1298. Reverse Substrings Between Each Pair of Parentheses

• Difficulty: Medium

• Topics: Stack

• Similar Questions:

Problem:

Given a string s that consists of lower case English letters and brackets. 

Reverse the strings in each pair of matching parentheses, starting from the innermost one.

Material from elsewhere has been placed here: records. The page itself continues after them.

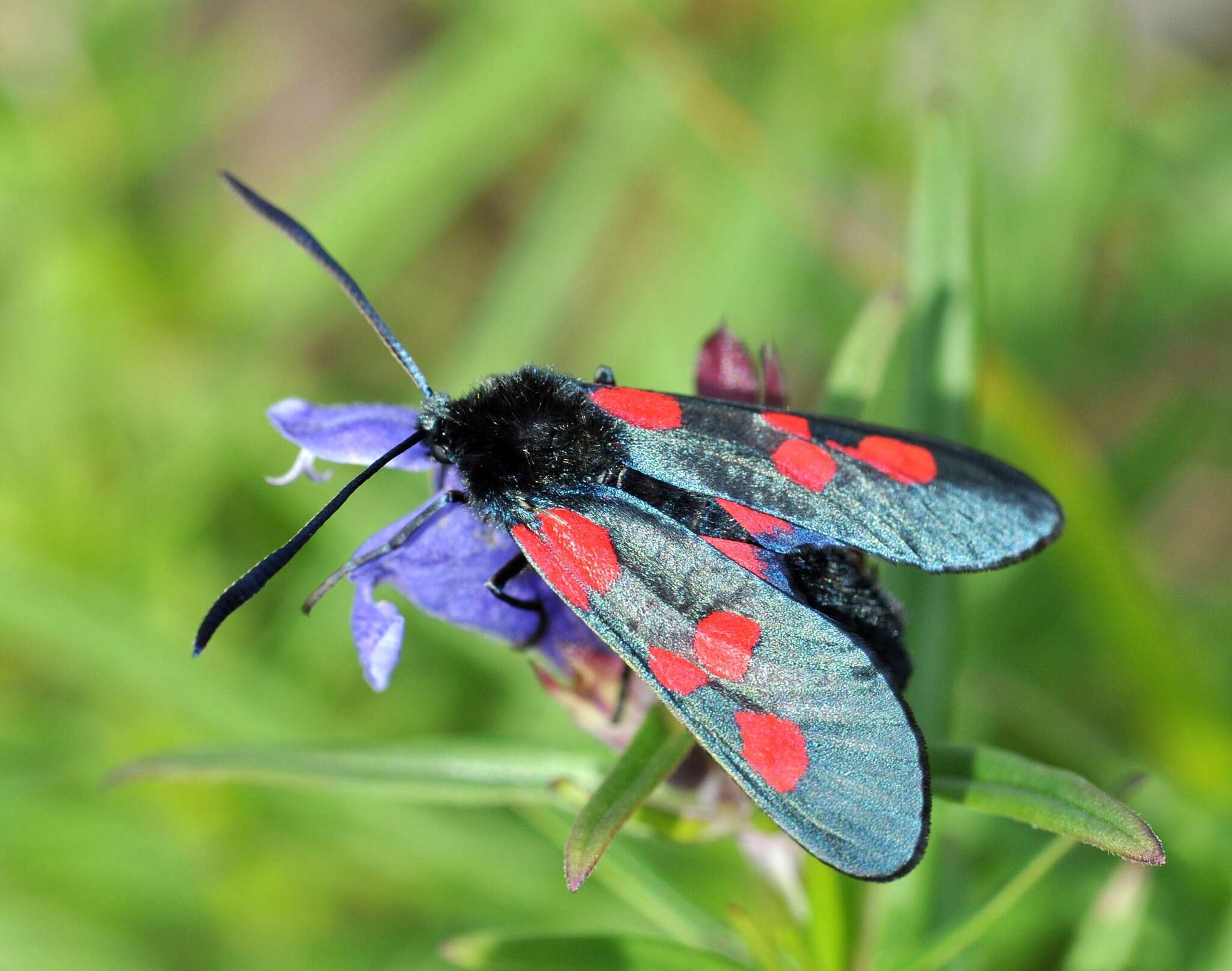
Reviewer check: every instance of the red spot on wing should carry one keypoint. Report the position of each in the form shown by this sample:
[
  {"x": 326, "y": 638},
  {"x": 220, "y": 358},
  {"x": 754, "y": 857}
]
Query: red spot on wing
[
  {"x": 573, "y": 553},
  {"x": 774, "y": 747},
  {"x": 677, "y": 673},
  {"x": 912, "y": 465},
  {"x": 759, "y": 524},
  {"x": 747, "y": 555},
  {"x": 791, "y": 424},
  {"x": 584, "y": 545},
  {"x": 552, "y": 570},
  {"x": 805, "y": 464},
  {"x": 724, "y": 644},
  {"x": 648, "y": 410}
]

Your result should not contain any bracket.

Example 1:

Input: s = "(abcd)"
Output: "dcba"

Example 2:

Input: s = "(u(love)i)"
Output: "iloveu"

Example 3:

Input: s = "(ed(et(oc))el)"
Output: "leetcode"

Example 4:

Input: s = "a(bcdefghijkl(mno)p)q"
Output: "apmnolkjihgfedcbq"

Constraints:

• 0 <= s.length <= 2000
• s only contains lower case English characters and parentheses.
• It's guaranteed that all parentheses are balanced.

Solutions:

class Solution {
public:
    string reverseParentheses(string s) {
        int pos = 0;
        return helper(s, pos);
    }

private:
    string helper(const string& s, int& pos) {
        string ret;
        while (pos < s.length()) {
            if (s[pos] == '(') {
                string inner = helper(s, ++pos);
                reverse(inner.begin(), inner.end());
                ret.append(inner);
            } else if (s[pos] == ')') {
                ++pos;
                return ret;
            } else {
                ret.push_back(s[pos++]);
            }
        }
        return ret;
    }

};